Adolfo Sachsida articula a entrega de um conjunto de 200 propostas legislativas voltadas à estabilização da economia, uma iniciativa desenhada para ser apresentada ao próximo mandatário do País a partir de 3 de novembro, data em que está previsto o início da transição de governo. A decisão de estruturar o denominado Projeto Brasil, conforme anunciado nesta quinta-feira, 09/07/2026, visa endereçar o desequilíbrio das contas públicas por meio de reformas estruturais e cortes de despesas.
O pacote, que inclui PECs e medidas provisórias, foi desenvolvido por aproximadamente 100 colaboradores voluntários divididos em 25 grupos temáticos. O objetivo central é sinalizar compromisso com a responsabilidade fiscal sem elevar a carga tributária, que Sachsida avalia já estar no limite da capacidade suportada pela população. Para o economista, a preservação da dignidade do contribuinte exige que o Estado busque eficiência nos gastos, em vez de recorrer ao aumento de impostos.
No que tange à reforma tributária, a proposta diverge do modelo vigente. Sachsida defende a unificação do PIS e da COFINS na CBS, mas propõe a interrupção da implementação do IBS — que engloba o ICMS e o ISS —, sob o argumento de que a concentração de competências em Brasília fragiliza princípios federativos. Questionado sobre a meta de inflação, o economista manifestou apoio à manutenção do patamar de 3% ao ano, alertando que a flexibilização do índice poderia resultar em elevação dos juros reais.

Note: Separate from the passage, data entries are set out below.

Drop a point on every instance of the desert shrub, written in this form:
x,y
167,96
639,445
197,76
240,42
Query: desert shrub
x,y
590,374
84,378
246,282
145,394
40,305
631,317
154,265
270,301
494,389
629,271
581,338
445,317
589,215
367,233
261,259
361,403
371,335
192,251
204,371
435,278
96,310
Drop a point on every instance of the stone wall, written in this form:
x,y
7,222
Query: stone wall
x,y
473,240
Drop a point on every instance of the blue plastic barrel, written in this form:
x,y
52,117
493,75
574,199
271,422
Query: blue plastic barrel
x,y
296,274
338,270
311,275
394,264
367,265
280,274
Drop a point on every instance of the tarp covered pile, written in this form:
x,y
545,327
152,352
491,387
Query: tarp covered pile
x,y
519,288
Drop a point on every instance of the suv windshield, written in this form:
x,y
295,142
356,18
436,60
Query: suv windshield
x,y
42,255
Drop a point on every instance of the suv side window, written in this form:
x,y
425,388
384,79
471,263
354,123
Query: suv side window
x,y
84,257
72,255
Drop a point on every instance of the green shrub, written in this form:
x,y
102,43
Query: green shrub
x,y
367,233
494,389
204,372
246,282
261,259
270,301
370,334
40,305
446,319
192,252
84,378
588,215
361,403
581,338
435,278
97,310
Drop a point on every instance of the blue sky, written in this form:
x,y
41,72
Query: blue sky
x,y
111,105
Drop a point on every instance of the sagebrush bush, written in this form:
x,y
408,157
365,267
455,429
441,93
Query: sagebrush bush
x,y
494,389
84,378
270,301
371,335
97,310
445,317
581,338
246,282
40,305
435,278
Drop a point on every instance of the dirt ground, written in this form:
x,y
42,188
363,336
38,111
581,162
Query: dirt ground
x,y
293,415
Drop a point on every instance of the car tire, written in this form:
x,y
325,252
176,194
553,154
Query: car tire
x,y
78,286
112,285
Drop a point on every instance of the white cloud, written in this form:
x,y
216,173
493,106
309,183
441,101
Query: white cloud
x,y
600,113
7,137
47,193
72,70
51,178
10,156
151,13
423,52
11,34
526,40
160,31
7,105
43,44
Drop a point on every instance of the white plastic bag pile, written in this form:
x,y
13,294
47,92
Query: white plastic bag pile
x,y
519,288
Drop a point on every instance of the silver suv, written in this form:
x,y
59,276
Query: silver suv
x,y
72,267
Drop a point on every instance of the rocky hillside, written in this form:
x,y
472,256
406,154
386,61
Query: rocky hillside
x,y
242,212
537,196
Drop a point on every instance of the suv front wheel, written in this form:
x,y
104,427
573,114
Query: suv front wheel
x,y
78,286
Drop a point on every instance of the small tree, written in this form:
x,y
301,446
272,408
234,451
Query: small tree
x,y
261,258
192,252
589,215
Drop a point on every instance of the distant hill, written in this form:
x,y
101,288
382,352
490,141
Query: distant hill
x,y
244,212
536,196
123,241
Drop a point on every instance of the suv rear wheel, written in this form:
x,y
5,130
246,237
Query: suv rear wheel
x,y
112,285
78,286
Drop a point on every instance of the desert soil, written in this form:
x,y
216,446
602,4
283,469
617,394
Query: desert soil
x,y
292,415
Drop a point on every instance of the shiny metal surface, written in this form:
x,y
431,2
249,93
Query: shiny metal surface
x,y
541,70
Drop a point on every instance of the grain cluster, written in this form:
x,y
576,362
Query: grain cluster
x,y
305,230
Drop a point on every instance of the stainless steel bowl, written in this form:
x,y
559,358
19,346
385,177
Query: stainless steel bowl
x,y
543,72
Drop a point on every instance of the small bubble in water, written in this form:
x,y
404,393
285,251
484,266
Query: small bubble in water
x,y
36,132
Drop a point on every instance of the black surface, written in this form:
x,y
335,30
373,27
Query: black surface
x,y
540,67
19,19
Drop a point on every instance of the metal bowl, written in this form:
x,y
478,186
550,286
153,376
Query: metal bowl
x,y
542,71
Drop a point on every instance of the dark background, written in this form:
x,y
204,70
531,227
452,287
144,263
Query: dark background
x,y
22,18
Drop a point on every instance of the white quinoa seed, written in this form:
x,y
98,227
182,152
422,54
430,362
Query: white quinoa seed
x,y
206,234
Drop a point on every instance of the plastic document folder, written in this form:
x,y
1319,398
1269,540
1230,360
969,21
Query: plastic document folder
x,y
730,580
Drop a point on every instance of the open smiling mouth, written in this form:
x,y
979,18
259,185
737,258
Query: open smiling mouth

A proposta de Sachsida inclui a criação de gatilhos automáticos vinculados à relação dívida/PIB, visando blindar a solvência do País. O plano também contempla diretrizes para setores como energia, petróleo, gás e inteligência artificial, buscando preparar a economia nacional para os desafios tecnológicos. A decisão, de caráter técnico e propositivo, não vincula o trabalho a candidaturas específicas, apresentando-se como um roteiro aberto para quem assumir o Executivo.